Despite its rather drab exterior, the vibrant and juicy fruit it contains is remarkably nutritious. Here four very good reasons to keep a handful ready in your fuit bowl - apart from the fact that they are delicious!
Super Nutritious: One kiwi contains 71 percent of your recommended daily vitamin C requirements (just behind oranges at 80 percent). Kiwis are also a great source of potassium, as one kiwi packs 215 micrograms of potassium, which is not quite as much as a banana provides, but the trade off is that kiwis contain less sugar and calories. Other beneficial nutrients include calcium, iron, magnesium, phosphorous, copper, and manganese.
Good for your Gut: Gut health is a big subject these days so, the next time you fancy a kiwi, make sure to eat the (edible) skin, which along with the seeds, contains insoluble fibre. Insoluble fiber doesn’t dissolve in water, which is wonderful for keeping your gut healthy because it adds bulk to your diet and has a diuretic effect.
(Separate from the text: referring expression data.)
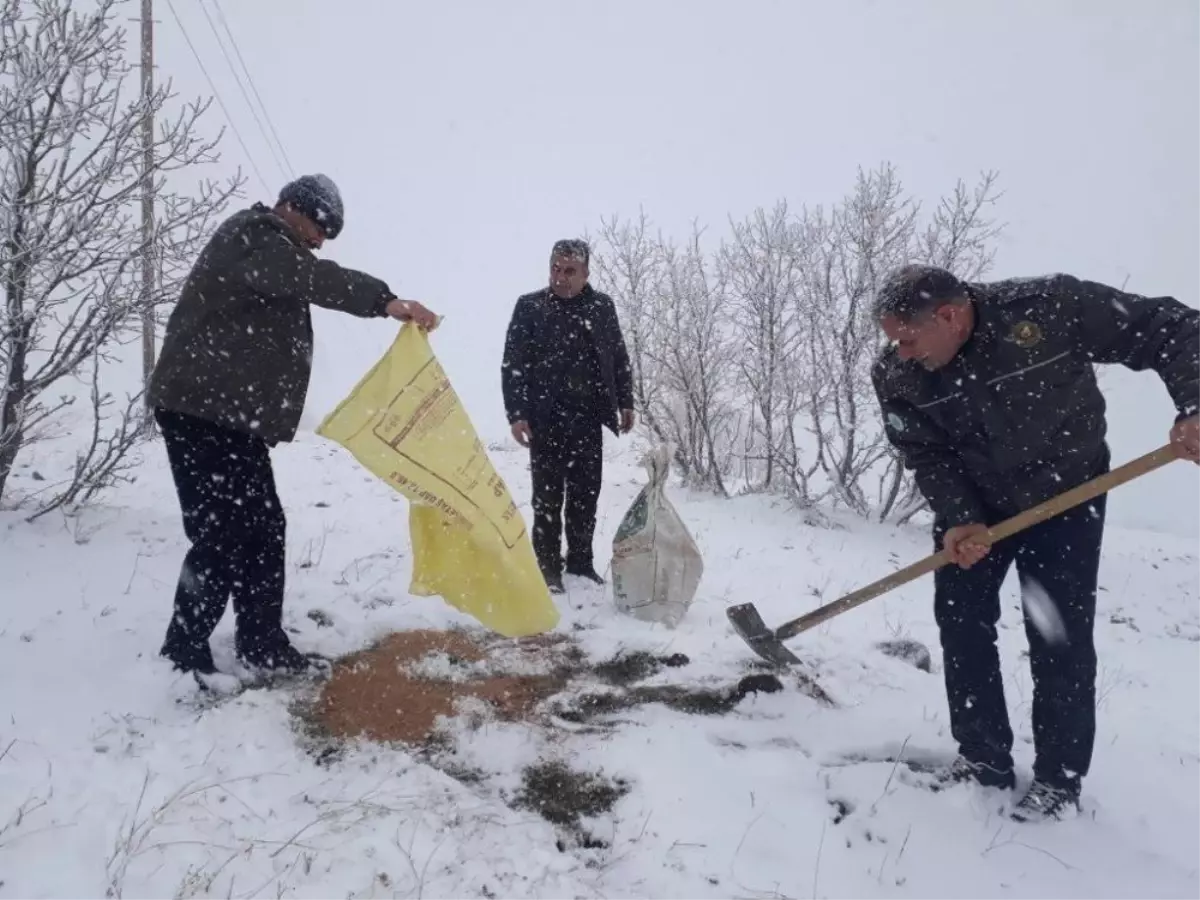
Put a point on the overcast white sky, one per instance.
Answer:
(468, 136)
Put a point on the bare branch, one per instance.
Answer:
(71, 177)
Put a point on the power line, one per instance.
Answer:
(217, 95)
(241, 87)
(253, 89)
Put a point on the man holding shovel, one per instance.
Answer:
(989, 396)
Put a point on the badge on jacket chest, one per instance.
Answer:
(1026, 335)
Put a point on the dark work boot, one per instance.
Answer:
(1045, 802)
(586, 571)
(553, 581)
(964, 769)
(275, 653)
(195, 658)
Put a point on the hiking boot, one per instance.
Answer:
(276, 655)
(192, 658)
(588, 573)
(964, 769)
(1044, 802)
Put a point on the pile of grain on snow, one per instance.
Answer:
(399, 689)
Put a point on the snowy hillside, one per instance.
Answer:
(117, 780)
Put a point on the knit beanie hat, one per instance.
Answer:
(318, 198)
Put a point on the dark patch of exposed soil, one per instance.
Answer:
(564, 796)
(629, 667)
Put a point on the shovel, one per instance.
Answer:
(768, 643)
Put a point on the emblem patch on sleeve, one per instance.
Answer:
(1026, 334)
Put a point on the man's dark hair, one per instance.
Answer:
(573, 247)
(913, 291)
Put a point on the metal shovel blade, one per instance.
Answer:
(762, 640)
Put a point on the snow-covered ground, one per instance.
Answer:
(114, 783)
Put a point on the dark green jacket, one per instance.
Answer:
(1018, 417)
(238, 349)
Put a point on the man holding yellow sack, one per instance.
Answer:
(565, 377)
(231, 383)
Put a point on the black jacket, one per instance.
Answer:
(1018, 417)
(535, 370)
(238, 349)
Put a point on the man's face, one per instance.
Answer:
(933, 339)
(568, 275)
(312, 234)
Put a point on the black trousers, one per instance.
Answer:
(237, 527)
(567, 465)
(1057, 559)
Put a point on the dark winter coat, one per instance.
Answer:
(1018, 417)
(238, 349)
(561, 354)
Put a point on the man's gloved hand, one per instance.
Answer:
(413, 311)
(963, 545)
(1186, 438)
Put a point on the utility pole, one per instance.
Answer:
(148, 239)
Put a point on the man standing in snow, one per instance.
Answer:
(565, 377)
(989, 395)
(231, 384)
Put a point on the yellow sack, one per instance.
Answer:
(405, 423)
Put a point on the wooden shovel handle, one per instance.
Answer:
(1061, 503)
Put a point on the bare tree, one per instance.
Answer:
(629, 265)
(696, 363)
(762, 263)
(960, 237)
(71, 163)
(763, 348)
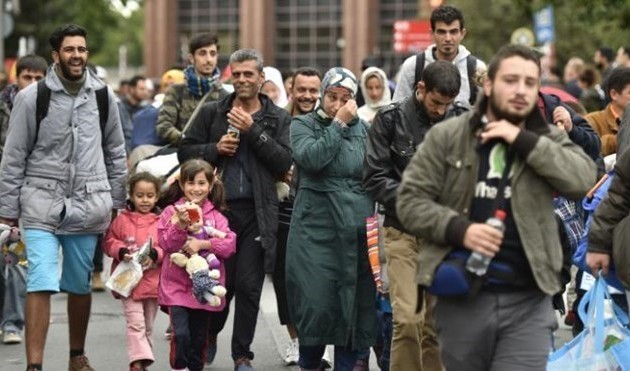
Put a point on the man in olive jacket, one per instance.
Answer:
(448, 191)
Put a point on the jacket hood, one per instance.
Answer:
(462, 54)
(386, 98)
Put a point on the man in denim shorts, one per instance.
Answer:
(63, 171)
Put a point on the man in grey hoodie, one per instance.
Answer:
(447, 28)
(62, 175)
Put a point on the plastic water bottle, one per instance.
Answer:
(478, 263)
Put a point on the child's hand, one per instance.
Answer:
(193, 245)
(146, 263)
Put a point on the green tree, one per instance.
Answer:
(106, 28)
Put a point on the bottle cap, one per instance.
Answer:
(500, 214)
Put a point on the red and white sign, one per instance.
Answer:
(411, 36)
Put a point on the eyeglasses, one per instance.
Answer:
(72, 49)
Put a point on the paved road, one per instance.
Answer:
(106, 344)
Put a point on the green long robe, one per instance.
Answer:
(330, 290)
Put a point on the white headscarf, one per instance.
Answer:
(272, 74)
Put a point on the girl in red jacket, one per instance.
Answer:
(133, 227)
(189, 317)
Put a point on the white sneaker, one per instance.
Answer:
(292, 354)
(326, 360)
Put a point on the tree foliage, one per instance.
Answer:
(581, 26)
(107, 29)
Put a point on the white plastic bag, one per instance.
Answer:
(125, 277)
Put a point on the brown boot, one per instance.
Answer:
(80, 363)
(97, 283)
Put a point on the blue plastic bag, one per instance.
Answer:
(604, 344)
(579, 257)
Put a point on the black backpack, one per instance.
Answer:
(471, 64)
(43, 102)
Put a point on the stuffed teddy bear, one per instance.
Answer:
(206, 286)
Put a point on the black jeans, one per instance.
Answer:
(188, 343)
(245, 275)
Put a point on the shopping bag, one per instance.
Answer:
(604, 344)
(128, 273)
(372, 236)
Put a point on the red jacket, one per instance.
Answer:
(141, 227)
(175, 283)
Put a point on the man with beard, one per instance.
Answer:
(305, 92)
(394, 135)
(62, 177)
(246, 137)
(449, 190)
(448, 31)
(202, 84)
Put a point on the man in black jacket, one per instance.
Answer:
(247, 138)
(394, 135)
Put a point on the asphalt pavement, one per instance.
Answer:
(106, 343)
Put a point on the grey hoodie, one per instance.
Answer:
(67, 180)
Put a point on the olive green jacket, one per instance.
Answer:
(438, 187)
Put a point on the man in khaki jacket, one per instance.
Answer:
(447, 193)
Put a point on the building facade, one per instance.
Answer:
(289, 33)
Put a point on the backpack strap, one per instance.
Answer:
(419, 68)
(43, 102)
(41, 105)
(471, 66)
(102, 101)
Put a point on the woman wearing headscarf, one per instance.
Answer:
(273, 87)
(375, 92)
(331, 294)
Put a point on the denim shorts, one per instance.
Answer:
(42, 250)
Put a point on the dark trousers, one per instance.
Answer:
(279, 285)
(245, 274)
(98, 255)
(188, 343)
(345, 358)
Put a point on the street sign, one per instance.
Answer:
(544, 25)
(411, 36)
(522, 36)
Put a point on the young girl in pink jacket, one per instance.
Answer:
(133, 227)
(177, 233)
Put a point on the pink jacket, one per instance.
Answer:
(141, 227)
(175, 284)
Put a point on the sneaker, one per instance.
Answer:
(292, 354)
(243, 364)
(80, 363)
(97, 283)
(211, 350)
(11, 337)
(326, 361)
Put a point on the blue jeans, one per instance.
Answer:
(311, 357)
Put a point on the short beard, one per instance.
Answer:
(500, 114)
(65, 70)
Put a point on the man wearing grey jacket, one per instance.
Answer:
(62, 177)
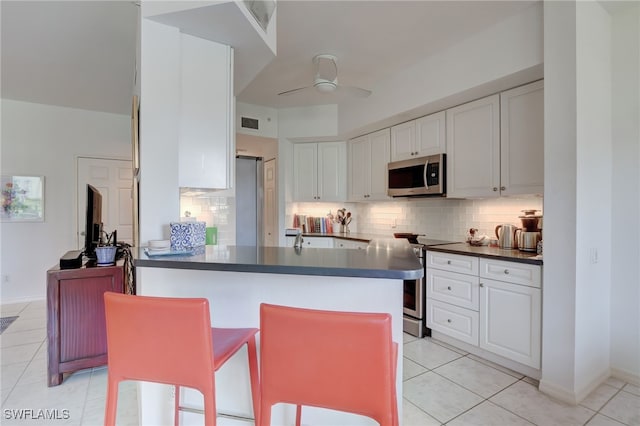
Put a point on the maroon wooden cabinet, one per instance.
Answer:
(76, 331)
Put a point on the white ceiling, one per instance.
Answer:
(82, 53)
(78, 54)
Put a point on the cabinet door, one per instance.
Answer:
(510, 321)
(473, 149)
(359, 168)
(305, 172)
(206, 114)
(332, 171)
(430, 134)
(512, 272)
(522, 140)
(380, 148)
(403, 141)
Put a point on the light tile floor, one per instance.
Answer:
(442, 385)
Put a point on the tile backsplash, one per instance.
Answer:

The juicy green flesh of the kiwi also has soluble fibre. Both types of fibre are linked to improved bowel function and help prevent constipation.
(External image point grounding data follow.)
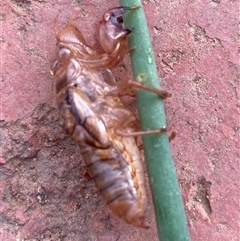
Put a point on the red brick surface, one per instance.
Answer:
(43, 194)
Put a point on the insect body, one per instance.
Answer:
(91, 114)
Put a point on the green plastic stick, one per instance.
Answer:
(170, 215)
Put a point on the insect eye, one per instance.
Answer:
(64, 53)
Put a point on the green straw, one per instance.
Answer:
(169, 210)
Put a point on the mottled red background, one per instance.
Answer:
(43, 194)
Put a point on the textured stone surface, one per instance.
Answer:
(43, 194)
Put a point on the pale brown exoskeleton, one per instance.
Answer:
(95, 117)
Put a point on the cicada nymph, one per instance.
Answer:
(92, 114)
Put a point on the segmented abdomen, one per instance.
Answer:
(119, 178)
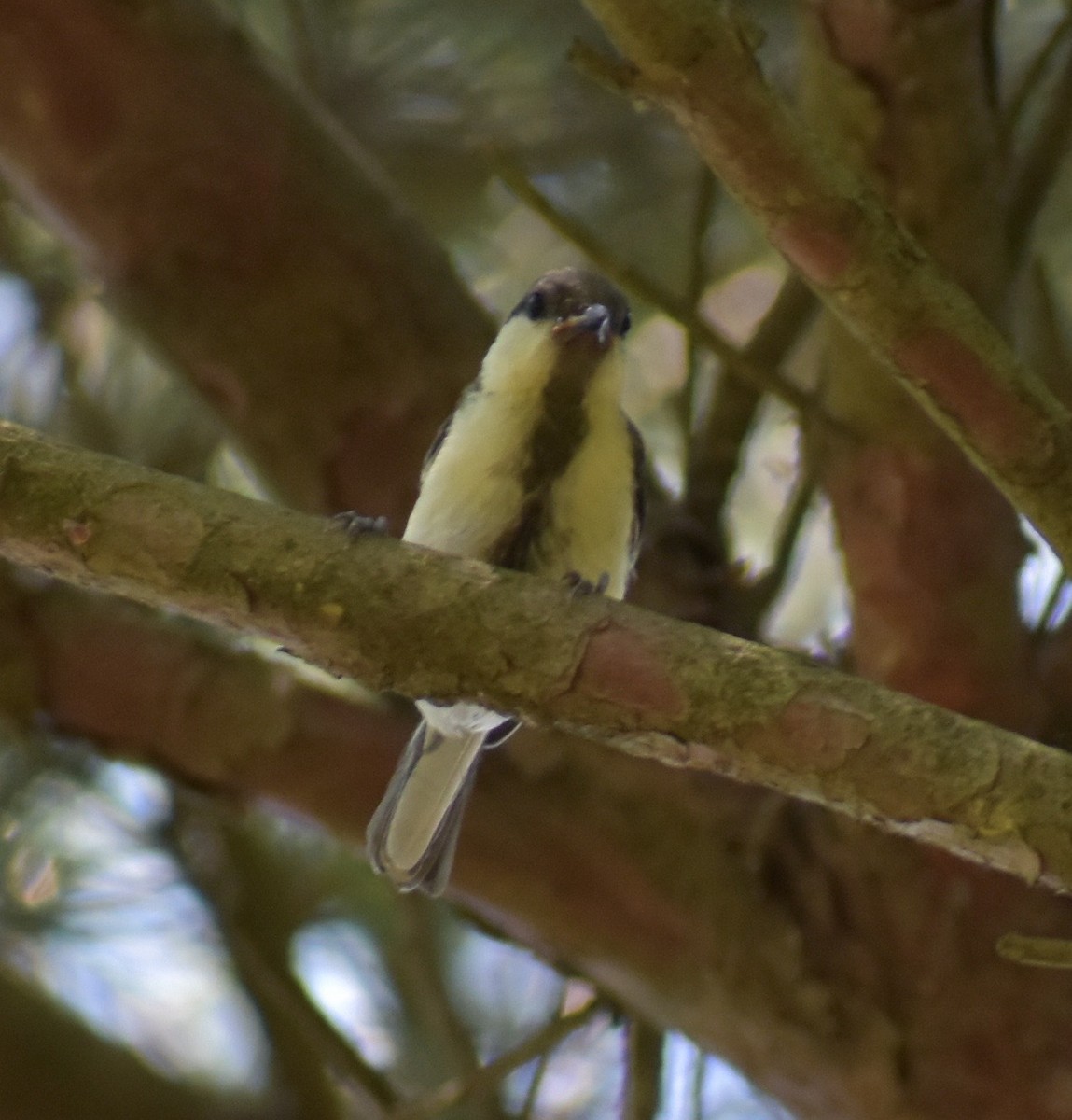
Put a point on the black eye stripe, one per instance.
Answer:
(535, 306)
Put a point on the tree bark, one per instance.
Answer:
(236, 229)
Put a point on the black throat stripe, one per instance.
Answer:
(555, 441)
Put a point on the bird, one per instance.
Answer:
(538, 469)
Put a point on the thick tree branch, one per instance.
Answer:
(253, 245)
(646, 684)
(696, 61)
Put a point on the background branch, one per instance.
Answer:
(697, 62)
(647, 684)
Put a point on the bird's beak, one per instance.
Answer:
(593, 320)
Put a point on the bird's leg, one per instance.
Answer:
(581, 586)
(358, 525)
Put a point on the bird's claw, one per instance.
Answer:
(358, 525)
(581, 586)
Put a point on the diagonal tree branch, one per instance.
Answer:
(695, 60)
(651, 687)
(252, 244)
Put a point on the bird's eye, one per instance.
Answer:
(535, 305)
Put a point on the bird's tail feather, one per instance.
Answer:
(413, 833)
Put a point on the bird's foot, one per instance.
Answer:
(581, 586)
(358, 525)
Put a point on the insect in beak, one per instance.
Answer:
(593, 320)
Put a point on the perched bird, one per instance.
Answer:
(538, 469)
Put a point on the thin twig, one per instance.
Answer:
(1038, 167)
(1037, 952)
(1032, 78)
(532, 1095)
(484, 1079)
(717, 448)
(417, 968)
(313, 1052)
(700, 1081)
(697, 278)
(644, 1071)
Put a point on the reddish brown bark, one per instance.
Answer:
(244, 236)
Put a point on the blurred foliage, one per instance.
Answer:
(131, 902)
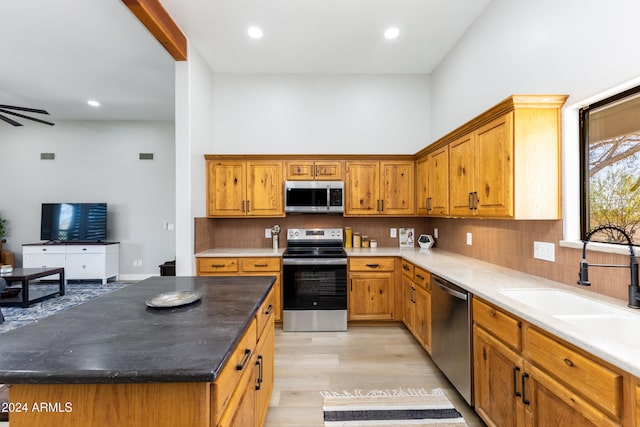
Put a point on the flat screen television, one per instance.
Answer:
(83, 222)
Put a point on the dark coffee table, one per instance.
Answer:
(30, 295)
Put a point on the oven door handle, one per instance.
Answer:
(314, 261)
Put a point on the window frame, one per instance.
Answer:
(584, 154)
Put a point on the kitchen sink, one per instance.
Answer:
(618, 327)
(559, 302)
(594, 317)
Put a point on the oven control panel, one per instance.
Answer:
(317, 234)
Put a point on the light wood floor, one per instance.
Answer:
(365, 357)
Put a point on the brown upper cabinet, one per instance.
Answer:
(432, 186)
(380, 187)
(325, 170)
(506, 162)
(237, 188)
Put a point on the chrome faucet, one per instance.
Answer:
(634, 289)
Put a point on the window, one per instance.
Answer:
(610, 166)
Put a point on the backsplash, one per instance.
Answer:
(510, 244)
(501, 242)
(249, 232)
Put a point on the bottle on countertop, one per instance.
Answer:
(348, 237)
(356, 240)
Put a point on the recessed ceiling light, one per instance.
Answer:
(391, 33)
(255, 32)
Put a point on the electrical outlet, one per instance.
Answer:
(545, 251)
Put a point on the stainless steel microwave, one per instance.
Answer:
(314, 196)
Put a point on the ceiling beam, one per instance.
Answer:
(161, 25)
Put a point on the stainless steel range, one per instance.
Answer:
(314, 281)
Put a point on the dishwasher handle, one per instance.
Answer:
(446, 288)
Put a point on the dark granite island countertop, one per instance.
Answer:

Promotes Blood Clotting: Kiwis are a superb source of vitamin K, a nutrient that is lacking in most people’s diets. One kiwi contains 23 percent of the recommended daily intake of vitamin K, which is essential for bodily functions like normal blood clotting, which works to reduce the risk of excessive bleeding should you injure a blood vessel.
Lowers Blood Pressure: Eating three kiwis a day may keep the doctor away better than an apple a day, as kiwis lower your blood pressure even more than the classic apple. The knock on benefit of this is that lower blood pressure is linked to reduced risk of suffering a stroke or heart attack.